BALM, FL (UF/IFAS-oct. 17, 2019) — New findings from University of Florida scientists could help tomato growers nationwide in their battle against a damaging disease.
With 37,000 acres, Florida’s tomato industry is a $520 million-a-year crop, so it’s critical to find sources of diseases so growers can avoid or treat them to sustain their yields. But a bacterium called Xanthomonas can cause bacterial spot in tomatoes, severely reducing the annual tomato harvest for the growers who encounter it.
Most tomatoes come from transplant houses, which produce tomato seedlings to plant in the field, said Gary Vallad, a UF/IFAS associate professor of plant pathology and leader of a new study about tomato bacterial spot.
“Our findings, along with other published studies, show how field outbreaks of bacterial spot are linked to transplant production,” said Vallad, a faculty member at the UF/IFAS Gulf Coast Research and Education Center in Balm, Florida. “So, successful management begins at the transplant facility. Once the pathogen is introduced into the field, it is very difficult to manage, even with the best products on the market.”
The group’s findings should apply at any transplant production facility in the United States where bacterial spot is found, Vallad said. Study results also are likely relevant to other bacterial diseases such as bacterial speck and bacterial canker, he said. That’s because most transplant operations utilize overhead irrigation, which helps spread bacteria and is a major driver in bacterial disease outbreaks during transplant production, Vallad said.

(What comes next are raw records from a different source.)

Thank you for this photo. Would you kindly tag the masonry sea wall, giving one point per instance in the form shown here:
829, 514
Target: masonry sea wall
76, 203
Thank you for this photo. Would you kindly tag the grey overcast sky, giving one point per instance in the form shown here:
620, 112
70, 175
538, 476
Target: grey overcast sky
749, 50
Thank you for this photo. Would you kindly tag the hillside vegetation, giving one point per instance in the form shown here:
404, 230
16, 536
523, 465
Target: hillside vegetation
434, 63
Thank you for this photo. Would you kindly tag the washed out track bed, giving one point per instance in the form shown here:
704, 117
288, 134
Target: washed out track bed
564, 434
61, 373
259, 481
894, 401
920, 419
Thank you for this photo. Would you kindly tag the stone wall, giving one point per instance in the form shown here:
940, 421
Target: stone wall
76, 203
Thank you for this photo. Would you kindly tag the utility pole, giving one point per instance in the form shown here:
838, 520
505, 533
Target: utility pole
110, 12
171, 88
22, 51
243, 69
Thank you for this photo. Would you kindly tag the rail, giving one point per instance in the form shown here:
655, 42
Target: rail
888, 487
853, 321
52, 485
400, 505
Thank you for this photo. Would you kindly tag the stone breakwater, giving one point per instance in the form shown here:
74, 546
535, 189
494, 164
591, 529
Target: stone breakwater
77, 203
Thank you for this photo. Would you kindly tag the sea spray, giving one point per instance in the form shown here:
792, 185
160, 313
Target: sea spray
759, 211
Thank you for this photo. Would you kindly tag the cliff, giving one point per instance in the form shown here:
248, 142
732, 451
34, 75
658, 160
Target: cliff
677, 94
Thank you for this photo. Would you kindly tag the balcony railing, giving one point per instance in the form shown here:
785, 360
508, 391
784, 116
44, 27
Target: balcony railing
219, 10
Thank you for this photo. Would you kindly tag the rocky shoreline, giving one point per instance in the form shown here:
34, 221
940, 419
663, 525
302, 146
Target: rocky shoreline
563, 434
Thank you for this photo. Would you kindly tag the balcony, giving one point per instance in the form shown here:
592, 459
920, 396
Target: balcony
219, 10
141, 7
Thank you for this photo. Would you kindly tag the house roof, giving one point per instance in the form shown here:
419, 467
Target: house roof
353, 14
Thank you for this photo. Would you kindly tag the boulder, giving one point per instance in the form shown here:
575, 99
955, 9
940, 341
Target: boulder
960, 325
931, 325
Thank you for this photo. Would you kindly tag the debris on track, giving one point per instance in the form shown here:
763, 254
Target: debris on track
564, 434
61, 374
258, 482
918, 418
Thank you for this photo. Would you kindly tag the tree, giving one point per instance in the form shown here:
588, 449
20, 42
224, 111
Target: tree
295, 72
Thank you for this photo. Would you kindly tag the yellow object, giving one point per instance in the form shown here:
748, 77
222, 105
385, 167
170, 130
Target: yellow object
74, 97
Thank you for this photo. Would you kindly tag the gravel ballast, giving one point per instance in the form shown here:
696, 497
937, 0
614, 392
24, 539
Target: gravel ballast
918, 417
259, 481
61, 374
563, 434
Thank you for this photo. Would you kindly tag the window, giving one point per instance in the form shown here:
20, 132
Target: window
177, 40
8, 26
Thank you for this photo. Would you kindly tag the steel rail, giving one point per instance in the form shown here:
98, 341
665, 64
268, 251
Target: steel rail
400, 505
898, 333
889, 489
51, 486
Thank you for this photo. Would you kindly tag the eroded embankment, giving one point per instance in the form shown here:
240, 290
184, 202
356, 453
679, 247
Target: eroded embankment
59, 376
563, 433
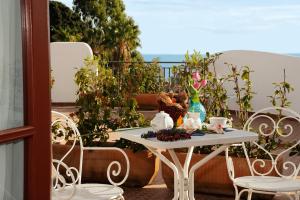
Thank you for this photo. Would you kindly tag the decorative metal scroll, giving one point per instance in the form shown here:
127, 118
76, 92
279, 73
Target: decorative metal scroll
63, 128
277, 129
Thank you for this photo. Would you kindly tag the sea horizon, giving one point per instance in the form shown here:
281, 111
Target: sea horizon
165, 57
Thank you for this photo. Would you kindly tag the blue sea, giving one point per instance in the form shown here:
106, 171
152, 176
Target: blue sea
176, 58
180, 57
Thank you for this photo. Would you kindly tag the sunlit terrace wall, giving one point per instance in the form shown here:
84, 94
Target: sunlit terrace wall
66, 59
268, 68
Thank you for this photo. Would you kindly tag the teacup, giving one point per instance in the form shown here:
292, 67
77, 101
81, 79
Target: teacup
218, 121
194, 115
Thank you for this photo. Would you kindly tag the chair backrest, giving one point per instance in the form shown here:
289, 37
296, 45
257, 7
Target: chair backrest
64, 129
278, 130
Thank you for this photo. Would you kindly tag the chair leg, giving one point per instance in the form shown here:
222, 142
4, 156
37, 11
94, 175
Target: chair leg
297, 196
249, 195
236, 190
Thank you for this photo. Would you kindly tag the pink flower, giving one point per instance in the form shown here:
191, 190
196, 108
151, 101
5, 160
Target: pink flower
203, 82
196, 76
196, 85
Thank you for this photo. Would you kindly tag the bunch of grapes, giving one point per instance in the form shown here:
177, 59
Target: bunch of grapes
172, 134
149, 134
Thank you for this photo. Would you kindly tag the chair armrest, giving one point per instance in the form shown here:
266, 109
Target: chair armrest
117, 163
60, 182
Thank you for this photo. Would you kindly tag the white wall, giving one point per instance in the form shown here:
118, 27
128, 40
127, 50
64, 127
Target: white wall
66, 59
268, 68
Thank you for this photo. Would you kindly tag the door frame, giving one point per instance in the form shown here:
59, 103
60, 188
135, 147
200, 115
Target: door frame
37, 105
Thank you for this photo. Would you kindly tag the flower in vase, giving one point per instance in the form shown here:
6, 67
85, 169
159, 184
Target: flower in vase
196, 76
203, 83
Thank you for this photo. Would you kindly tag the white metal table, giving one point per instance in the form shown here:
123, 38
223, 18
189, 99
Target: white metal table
183, 177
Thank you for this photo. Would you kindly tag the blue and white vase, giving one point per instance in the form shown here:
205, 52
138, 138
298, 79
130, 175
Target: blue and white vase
196, 106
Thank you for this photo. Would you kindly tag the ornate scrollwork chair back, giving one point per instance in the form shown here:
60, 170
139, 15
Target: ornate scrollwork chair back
65, 130
278, 129
272, 162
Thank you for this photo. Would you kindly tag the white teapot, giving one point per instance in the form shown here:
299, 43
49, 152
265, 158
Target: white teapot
192, 122
161, 121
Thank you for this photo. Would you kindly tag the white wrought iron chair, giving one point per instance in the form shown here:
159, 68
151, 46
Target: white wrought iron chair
279, 177
67, 180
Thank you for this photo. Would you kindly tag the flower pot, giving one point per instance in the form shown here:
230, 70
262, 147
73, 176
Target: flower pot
147, 101
143, 167
212, 178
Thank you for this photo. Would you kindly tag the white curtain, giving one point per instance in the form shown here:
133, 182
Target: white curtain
11, 99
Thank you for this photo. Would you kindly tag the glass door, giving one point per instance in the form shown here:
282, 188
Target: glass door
25, 151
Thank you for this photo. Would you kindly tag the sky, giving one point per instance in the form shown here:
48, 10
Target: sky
175, 26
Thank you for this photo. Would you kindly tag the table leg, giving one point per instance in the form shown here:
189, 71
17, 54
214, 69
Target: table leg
183, 177
172, 166
199, 164
183, 172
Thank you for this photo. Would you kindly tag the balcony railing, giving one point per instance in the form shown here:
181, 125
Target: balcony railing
166, 66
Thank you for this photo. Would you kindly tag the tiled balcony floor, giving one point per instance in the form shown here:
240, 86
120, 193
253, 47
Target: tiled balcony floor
159, 191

A UF/IFAS-led team of scientists took Xanthomonas strains recovered from batches of seedlings produced at commercial transplant facilities and compared them to strains recovered later in the field season from the same batch of plants. Scientists found the bacterial strains in fields mirrored those found in transplant facilities.
Although diseased seedlings were removed at the transplant facility, the two Xanthomonas populations were the same, suggesting that strains found on the transplants play a large role as a source for field outbreaks of bacterial spot, Vallad said.
To come to their findings, researchers sequenced and compared genomes of bacterial strains collected from transplant and field outbreaks. They used small sequence changes scattered throughout the genome to differentiate strains. Those strains with fewer sequence differences were more closely related, Vallad said.
The new findings are critical as growers think about how to improve bacterial spot management. The prevalence of copper tolerance in Xanthomonas limits the efficacy of fixed-copper compounds such as copper sulphate and copper hydroxide, which growers have long relied on to manage bacterial spot in transplant production and the field.
Other chemicals have shown limited ability to manage bacterial spot in the field. That’s especially true when environmental conditions — such as high temperatures, humidity and rain — spawn rapid disease development and spread, Vallad said. Improving bacterial spot management during transplant production, will not only improve transplant health, but limit the amount of Xanthomonas reaching the field where few effective management options are available.
The study is published in the journal Applied and Environmental Microbiology.